Ma non finisce qui, e qui vengono tuttavia le noti dolenti. Detto Piano di rinascita, proprio per essere tale porta, o meglio porterebbe con se, un ambizioso programma di riforme, per facilitare la fase di attuazione, e più in generale contribuire alla modernizzazione del Paese e rendere il contesto economico più favorevole allo sviluppo dell’attività di impresa: la riforma della Pubblica Amministrazione per dare servizi migliori, favorire il reclutamento di giovani, investire nel capitale umano e aumentare il grado di digitalizzazione, e la riforma della giustizia che mira a ridurre la durata dei procedimenti giudiziari, soprattutto civili, e il forte peso degli arretrati.

Vi sarebbero  poi, a ben vedere, interventi di semplificazione orizzontali al Piano, ad esempio in materia di concessione di permessi e autorizzazioni e appalti pubblici, per garantire la realizzazione e il massimo impatto degli investimenti oltre le riforme per promuovere la concorrenza come strumento di coesione sociale e crescita economica.

Solo così Il PNRR potrà avere un impatto significativo sulla crescita economica e della produttività previsto a 3,6 punti percentuali più alto rispetto a uno scenario di base.  Ma approvare in tempi rapidi le riforme è  allora un presupposto indispensabile  “per continuare a mostrarci un Paese credibile e affidabile”. Ma è proprio su questo che le perplessità non mancano soprattutto per quanto concerne la riforma della pubblica  amministrazione e, e soprattutto, della giustizia di cui vedi anche il referendum in atto da parte della Lega che sul punto si sta spendendo su tutto il territorio nazionale.

Non che si voglia apparire pessimisti ma vi è la consapevolezza che si tratta di mostri tutti italici difficili da abbattere tenendo conto delle resistenze di una burocrazia farraginosa ed improduttiva ed il sistema delle correnti e dei privilegi che gode la magistratura in generale. Un vero e proprio corpo estraneo rispetto al Paese anche solo guardando quanto ci costano in Europa i risarcimenti danni per mancata giustizia e il risultato a volte davvero aberrante di certe sentenze che sono agli antipodi del buon senso e della ragionevolezza. Altro che primato della legge.

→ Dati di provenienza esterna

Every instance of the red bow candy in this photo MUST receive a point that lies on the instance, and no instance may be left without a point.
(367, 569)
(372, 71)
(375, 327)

Ne consegue che se molto è stato fatto, credo che molto, molto altro, sia ancora da fare e che sarà difficile a praticarsi sino a che all’ interno del Governo continueranno a muoversi le pastoie (anche ideologiche) di chi ritiene lo Jus soli una priorità, il diritto alla salvaguardia del proprio territorio rispetto ad una immigrazione incontrollata, una pericolosa deriva razzista e nazionalistica e la tassa sui patrimoni per fare l’ ennesima elemosina di Stato (insieme al criminogeno reddito di cittadinanza) una ragione di civiltà.

Questo senza poi contare l’ inutile decreto liberticida (decreto Zan) che punisce ciò che risulta già punito e che vuole in realtà punire ciò che ancora non si era pensato di punire in Italia: le idee non allineate.

Difficile immaginare che privilegiati, fantasisti e gli anti Stato per professione decidano di contribuire a fare qualcosa di utile. Più facile continuare a vendere favole e proclami fantasiosi ed ipocriti come il precedente Governo piuttosto che rimboccarsi le maniche. Ma questa è la situazione attuale e con questa bisognerà andare avanti almeno fino a che ai cittadini non si torni a dare loro l’ unico diritto ancora possibile: quello di tornare presto a votare.